While this does not pose a major macroeconomic challenge where global savings and investments reach $20 trillion per annum, “public policies that reduce risk are needed to reduce the cost of capital for long-term sustainable infrastructure investment and extra support will be required for developing countries,” the report states, as reported in Business Standard. Investors, businesses and governments must act immediately to halve global carbon emissions by 2040. Half of carbon emissions by then could come from combining the decarbonisation of power generation in heavy industries and electrification in the transport and building sectors.
The report underlines that economic growth and affordable, reliable and clean energy are not mutually exclusive, and thinking them together will contribute to observing the Paris Agreement objective of reducing global warming well below 2 degrees Celsius. Cost-effective, clean electricity has become unstoppable due to the falling costs of renewables and batteries, and there is still space to improve energy productivity (the energy intensity of GDP). With appropriate policies in place, it would be possible to build power systems that rely on renewable sources for 80-90% of supply within 15 years and deliver electricity able to compete with the fossil fuels-based power generation.
The ETC’s stated purpose is to “accelerate change towards low carbon energy systems that enable robust economic development and limit the rise in global temperature to well below 2 degrees Celsius.”
“Despite the scale of the challenges facing us, we firmly believe the required transition is technically and economically achievable if immediate action is taken. We are ambitious but realistic,” said ETC Chair Adair Turner.
“This is not just another plan; it’s a better plan,” added co-chair Ajay Mathur. “We show how the world can remove barriers to transform challenges into opportunities, not only in advanced economies, but also in emerging countries.”
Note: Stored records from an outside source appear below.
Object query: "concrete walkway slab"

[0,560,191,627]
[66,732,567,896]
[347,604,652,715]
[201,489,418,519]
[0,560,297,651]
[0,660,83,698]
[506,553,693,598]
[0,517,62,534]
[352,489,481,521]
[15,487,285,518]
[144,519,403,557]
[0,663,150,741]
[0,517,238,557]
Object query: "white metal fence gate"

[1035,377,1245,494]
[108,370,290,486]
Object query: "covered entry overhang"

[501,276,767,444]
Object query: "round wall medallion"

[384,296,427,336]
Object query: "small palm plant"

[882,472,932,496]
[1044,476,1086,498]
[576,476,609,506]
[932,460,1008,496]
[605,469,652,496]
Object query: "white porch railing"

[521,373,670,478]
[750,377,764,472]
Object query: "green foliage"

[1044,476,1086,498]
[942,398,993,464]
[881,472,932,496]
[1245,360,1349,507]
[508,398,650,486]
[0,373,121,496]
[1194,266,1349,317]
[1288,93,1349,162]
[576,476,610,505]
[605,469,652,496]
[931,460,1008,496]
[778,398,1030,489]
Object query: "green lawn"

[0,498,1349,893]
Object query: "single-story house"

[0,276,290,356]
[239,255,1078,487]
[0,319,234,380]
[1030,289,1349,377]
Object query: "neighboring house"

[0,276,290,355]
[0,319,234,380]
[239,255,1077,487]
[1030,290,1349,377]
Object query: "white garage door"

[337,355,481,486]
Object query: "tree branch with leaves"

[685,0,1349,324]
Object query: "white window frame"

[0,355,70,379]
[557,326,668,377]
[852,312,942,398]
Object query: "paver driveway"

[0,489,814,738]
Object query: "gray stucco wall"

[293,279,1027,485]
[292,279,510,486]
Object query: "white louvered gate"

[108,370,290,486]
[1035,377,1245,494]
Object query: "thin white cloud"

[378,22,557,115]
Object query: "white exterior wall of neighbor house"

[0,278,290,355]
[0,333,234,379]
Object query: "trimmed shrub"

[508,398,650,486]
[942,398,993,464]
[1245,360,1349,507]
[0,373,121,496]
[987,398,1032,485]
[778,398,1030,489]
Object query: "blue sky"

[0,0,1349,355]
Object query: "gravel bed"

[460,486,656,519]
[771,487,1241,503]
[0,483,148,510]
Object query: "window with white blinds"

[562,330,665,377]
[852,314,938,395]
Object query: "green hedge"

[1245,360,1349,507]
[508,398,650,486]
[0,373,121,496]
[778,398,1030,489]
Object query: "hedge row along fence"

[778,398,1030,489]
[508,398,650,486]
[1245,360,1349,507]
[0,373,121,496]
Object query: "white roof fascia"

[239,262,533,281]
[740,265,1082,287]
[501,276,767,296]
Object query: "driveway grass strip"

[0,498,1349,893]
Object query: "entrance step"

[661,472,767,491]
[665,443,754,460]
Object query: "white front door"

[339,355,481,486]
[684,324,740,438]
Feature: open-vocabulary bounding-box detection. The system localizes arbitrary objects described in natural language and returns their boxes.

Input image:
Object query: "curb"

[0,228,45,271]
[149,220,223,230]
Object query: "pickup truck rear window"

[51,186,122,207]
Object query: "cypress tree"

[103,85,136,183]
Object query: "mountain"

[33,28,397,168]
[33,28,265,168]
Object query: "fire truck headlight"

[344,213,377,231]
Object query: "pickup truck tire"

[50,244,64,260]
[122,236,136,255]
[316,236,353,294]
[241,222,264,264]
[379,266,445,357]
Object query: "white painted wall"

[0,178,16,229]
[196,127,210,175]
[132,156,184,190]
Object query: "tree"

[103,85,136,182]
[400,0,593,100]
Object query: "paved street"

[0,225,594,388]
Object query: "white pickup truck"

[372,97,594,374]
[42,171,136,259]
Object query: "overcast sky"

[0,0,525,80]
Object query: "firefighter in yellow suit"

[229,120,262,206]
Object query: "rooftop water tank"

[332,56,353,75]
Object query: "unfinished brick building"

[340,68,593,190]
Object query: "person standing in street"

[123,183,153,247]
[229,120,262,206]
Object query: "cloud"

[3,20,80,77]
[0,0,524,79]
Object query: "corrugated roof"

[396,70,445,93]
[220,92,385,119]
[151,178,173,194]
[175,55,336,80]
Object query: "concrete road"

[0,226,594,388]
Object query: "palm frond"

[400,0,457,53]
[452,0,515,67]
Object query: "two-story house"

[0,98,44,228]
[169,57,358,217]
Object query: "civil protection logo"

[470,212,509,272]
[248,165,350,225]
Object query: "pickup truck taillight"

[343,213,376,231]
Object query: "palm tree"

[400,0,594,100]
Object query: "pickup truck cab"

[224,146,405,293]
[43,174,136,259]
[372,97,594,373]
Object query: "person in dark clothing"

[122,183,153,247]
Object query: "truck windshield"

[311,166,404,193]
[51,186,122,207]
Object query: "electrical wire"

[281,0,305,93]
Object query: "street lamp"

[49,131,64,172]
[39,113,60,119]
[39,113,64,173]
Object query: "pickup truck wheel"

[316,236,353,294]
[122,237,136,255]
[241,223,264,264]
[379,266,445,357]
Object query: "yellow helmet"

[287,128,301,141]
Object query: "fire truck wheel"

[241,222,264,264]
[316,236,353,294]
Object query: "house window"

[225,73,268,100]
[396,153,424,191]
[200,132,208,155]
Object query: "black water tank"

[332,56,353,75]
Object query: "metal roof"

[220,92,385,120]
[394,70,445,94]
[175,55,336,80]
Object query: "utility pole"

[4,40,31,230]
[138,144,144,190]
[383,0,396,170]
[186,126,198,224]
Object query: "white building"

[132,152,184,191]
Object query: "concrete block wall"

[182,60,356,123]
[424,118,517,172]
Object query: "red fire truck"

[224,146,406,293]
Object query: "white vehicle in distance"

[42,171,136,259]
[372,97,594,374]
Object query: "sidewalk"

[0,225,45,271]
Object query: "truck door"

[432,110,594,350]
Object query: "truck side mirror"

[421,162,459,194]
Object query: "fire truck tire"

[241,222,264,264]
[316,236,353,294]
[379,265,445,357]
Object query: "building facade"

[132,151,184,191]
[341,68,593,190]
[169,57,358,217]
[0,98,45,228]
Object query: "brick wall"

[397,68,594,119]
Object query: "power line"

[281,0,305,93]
Meanwhile, the ETC warned that U.S. plans to withdraw from the Paris Agreement would slow progress and increase the cost of transition, including for the U.S. itself, making it “more difficult for American businesses to seize the economic opportunities offered by a low-carbon pathway and develop U.S. leadership and competitive advantage in these new sectors, (limiting) the benefits of the transition for American businesses and impact negatively jobs creation. If the U.S. steps down from leading the energy transition globally, other countries are ready and eager to step up and take the lead.”